I should have known immediately there was a problem. The instructor, a dignified Parisian man, told us right away that he would speak very fast and we would either “sink or swim” and that was the last English he spoke. So much for Beginners. Had I somehow stumbled into Advanced? The other students seemed to fall into two categories: those who had recently taken his Introductory class and were picking up right where they left off, and those who had lived in France, spoke virtually fluent French and only seemed to be there to mock and humiliate bottom-feeders lacking their skills. Then there was me. Although I have more than a decade of French classes from school and was once able to conjugate verbs in my sleep, this was the moment I realized it had been 24 years since I’d sat in a French class. Rusty doesn’t approach the term to describe my limited recall. Suffice it to say, I sunk like a stone.[SIGNUP]
Somewhere in the deep recesses of my gray matter lies a dormant treasure trove of French vocabulary. I know it’s there every time I read a menu in a French restaurant, or watch a film with subtitles. And the verb conjugation would come back quickly…I think. However, this brings us to the real problem, which I hadn’t given enough consideration to when I signed up: the difference between Quebecois French and Parisian. There is a big difference. Everything from the accent to the phrasing of questions and the actual words themselves vary from subtle to dramatic. Comparing my Canadian high-school French teacher to the man leading this class would be the equivalent of learning the English language from a London Cockney versus an American from the deep South. The dialects are wildly different. No offense to my Quebecois friends, but I’d prefer to learn Parisian French, since that’s where I’d probably use it. It’s just a way steeper learning curve than I’d anticipated.

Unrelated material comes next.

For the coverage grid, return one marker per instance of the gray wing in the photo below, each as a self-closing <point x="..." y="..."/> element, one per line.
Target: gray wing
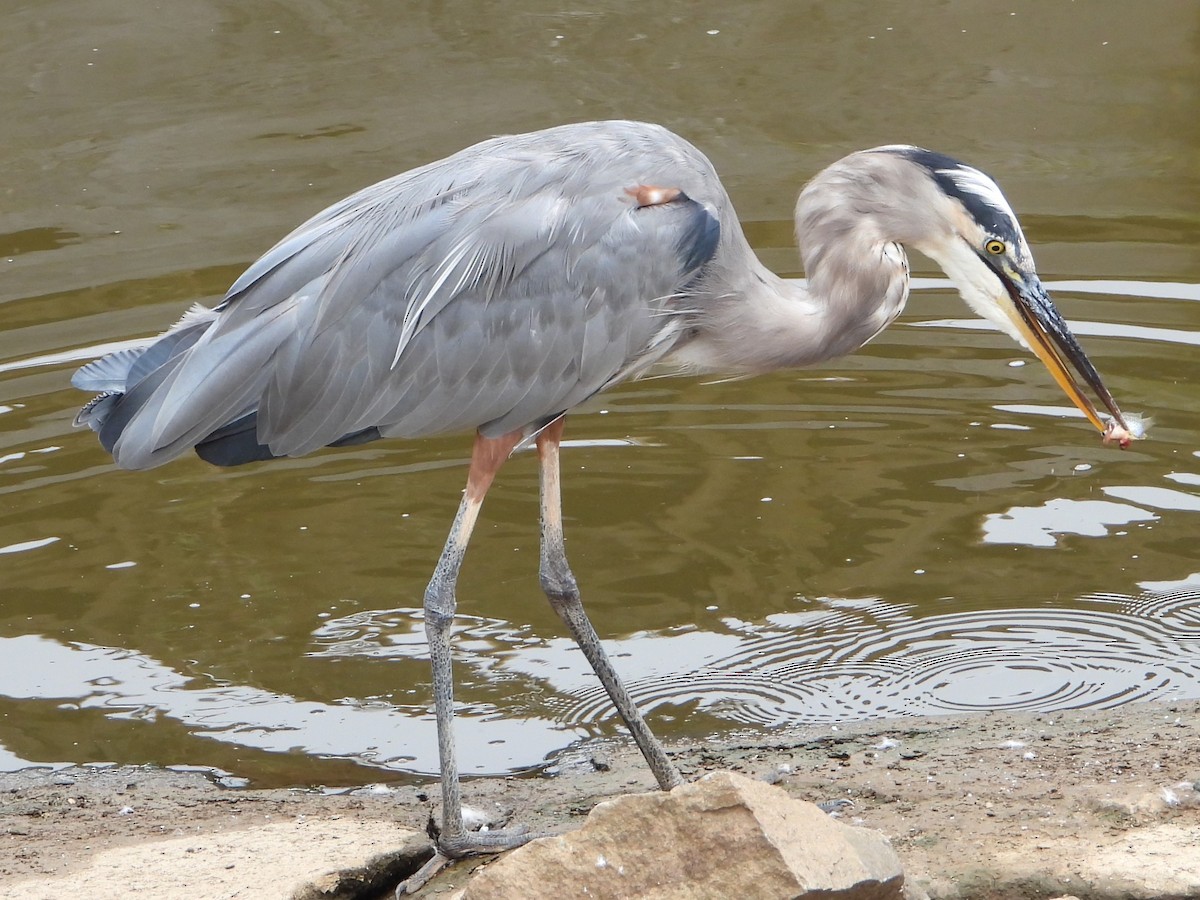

This teacher was not the spoon-feeding type I was hoping for. In fact, he was kind of serious and hardcore. Nothing like all those light-hearted, really funny, warm French people you always hear about. Everyone in the class had questions fired at them. Not the “Quelle heure est-il?” I’d expected, but things that involved past or future tenses with nuanced descriptions about what I ate yesterday and what I’ll eat tomorrow. At one point when I had no clue whatsoever what he wanted to know (and naturally I was following a woman who had described in great length, what she ate, where she ate it and probably how it was prepared), I mentioned that I was having some difficulty with his accent. That’s when another genius woman laughed and called out, “That’s because he’s French!” I gave her a withering look and calmly explained that I was referring to the difference between Quebecois and Parisian. Bitch. I hadn’t encountered this level of humiliation since middle school.
I’m normally a good student, so it was humbling to be receiving looks of pity. After the third round of the French guy lobbing indecipherable questions about what could have been food or my car — I couldn’t tell the difference — I started to feel solidarity with the backpackers finding themselves accused of spying by Iranian authorities. I felt like a deer in the headlights, and my mind went blank. I didn’t just forget the limited French I knew, but I momentarily forgot English. I realized I was just not equipped for this class.
The teacher must have felt sorry for me, because he asked me in English if I even understood the question. That’s when I weighed my embarrassment quotient and decided I had nothing left to lose. I gathered my last shred of dignity, stood up and announced that I didn’t want to waste these people’s time any longer and would be leaving to go and register for the French for the Truly Retarded. (This is not to put down anyone with special needs, as I am the one who is truly retarded.) Then I came home at 10:15 a.m. in search of the Gray Goose — no, not last week’s pate, but the clear liquid in the freezer to drown my sorrows. On the plus side, I know for sure that you don’t need to actually speak French to order a bottle of wine in Paris. C’est bon! At least I qualified for a refund.